Computing.Net > Forums > Unix > need help on SED script

need help on SED script

Reply to Message Icon

Original Message
Name: esu (by Raj)
Date: July 20, 2006 at 15:03:36 Pacific
Subject: need help on SED script
OS: linux-gnu
CPU/Ram: 64 bit
Model/Manufacturer: linux-gnu
Comment:

how any one can write SED script for following requirement?

Test1.text file has following data :

Che is CLA and XP is //event[tag = cast and line = 29]
Che is CLA and XP is //event[tag = cast and line = 42]
Che is NUL and XP is //event[tag = equal and line = 48]

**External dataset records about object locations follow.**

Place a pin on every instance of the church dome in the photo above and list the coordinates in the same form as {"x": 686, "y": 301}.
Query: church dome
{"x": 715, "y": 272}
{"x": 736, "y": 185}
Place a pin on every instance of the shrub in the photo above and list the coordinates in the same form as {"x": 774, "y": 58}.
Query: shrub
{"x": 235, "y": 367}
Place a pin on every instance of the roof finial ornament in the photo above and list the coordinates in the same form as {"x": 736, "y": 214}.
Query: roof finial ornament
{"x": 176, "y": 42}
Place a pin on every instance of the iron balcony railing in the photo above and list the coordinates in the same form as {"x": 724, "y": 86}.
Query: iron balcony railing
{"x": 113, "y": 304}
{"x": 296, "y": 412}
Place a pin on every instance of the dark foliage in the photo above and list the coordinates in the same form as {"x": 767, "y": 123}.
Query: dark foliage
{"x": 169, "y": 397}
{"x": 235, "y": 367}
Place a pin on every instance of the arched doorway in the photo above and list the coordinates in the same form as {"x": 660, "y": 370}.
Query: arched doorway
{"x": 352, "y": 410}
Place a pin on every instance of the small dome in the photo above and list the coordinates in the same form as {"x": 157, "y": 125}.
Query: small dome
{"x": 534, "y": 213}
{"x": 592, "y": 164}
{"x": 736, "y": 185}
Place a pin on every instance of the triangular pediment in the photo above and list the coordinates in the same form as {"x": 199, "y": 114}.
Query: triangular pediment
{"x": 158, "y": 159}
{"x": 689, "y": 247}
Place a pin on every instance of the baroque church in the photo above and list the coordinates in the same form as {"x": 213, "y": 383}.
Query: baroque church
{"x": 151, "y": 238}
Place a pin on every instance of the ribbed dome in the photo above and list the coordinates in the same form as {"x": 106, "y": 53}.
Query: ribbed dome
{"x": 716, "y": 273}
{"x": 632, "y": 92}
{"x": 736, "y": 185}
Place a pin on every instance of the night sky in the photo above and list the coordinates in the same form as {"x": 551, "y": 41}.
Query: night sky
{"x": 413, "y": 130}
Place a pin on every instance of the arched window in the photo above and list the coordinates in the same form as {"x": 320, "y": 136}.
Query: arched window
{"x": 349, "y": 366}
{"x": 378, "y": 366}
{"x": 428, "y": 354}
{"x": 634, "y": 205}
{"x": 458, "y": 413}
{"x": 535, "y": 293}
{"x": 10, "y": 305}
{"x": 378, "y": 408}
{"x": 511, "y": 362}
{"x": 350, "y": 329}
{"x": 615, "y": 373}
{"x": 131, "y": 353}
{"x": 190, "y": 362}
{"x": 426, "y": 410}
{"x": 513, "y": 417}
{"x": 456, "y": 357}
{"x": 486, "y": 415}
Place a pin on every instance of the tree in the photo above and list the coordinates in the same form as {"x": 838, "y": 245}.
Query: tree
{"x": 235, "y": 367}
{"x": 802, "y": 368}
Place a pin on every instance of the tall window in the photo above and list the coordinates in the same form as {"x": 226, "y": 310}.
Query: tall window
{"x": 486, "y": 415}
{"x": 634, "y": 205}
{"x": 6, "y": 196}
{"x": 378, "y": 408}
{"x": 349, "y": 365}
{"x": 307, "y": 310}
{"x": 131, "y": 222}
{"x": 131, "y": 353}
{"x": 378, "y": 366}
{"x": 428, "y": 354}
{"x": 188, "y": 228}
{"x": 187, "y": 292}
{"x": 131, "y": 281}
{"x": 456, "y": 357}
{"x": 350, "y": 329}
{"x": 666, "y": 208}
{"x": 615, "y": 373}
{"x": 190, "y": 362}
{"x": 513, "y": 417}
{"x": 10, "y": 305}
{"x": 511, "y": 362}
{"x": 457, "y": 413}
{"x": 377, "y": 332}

I wanna chop/delete first half of each line until //. In other words the file should look like :

//event[tag = cast and line = 29]
//event[tag = cast and line = 42]
//event[tag = equal and line = 48]

The other requirement is I have test.txt file which has following data:
28 //event[tag = cast and line = xxx]
41 //event[tag = cast and line = xxx]
47 //event[tag = equal and line = xxx]

I want to replace xxx from each line with line number appeared infront of each line. For instance, on first line xxx should replace with 28. After replacement of each line I wanna chop/delete till //. So the output of above file shoudl look like:

//event[tag = cast and line = 28]
//event[tag = cast and line = 41]
//event[tag = equal and line = 47]

Look forward for ur reply.


Report Offensive Message For Removal


Response Number 1
Name: nails
Date: July 20, 2006 at 22:06:07 Pacific
Subject: need help on SED script
Reply: (edit)

Sorry, but I don't know sed well enough to answer your questions. However, this awk program ansers your first question:

nawk ' BEGIN { FS="/" }
{
printf("//%s\n", $3)
} ' data.txt
# end stub 1

And this one answers your 2nd question:

nawk ' BEGIN { FS="/" }
{
gsub("xxx", $1, $3)
printf("//%s\n", $3)
} ' data1.txt
# end stub2

Since my OS is Solaris, I'm using nawk. You probably have to change that to awk.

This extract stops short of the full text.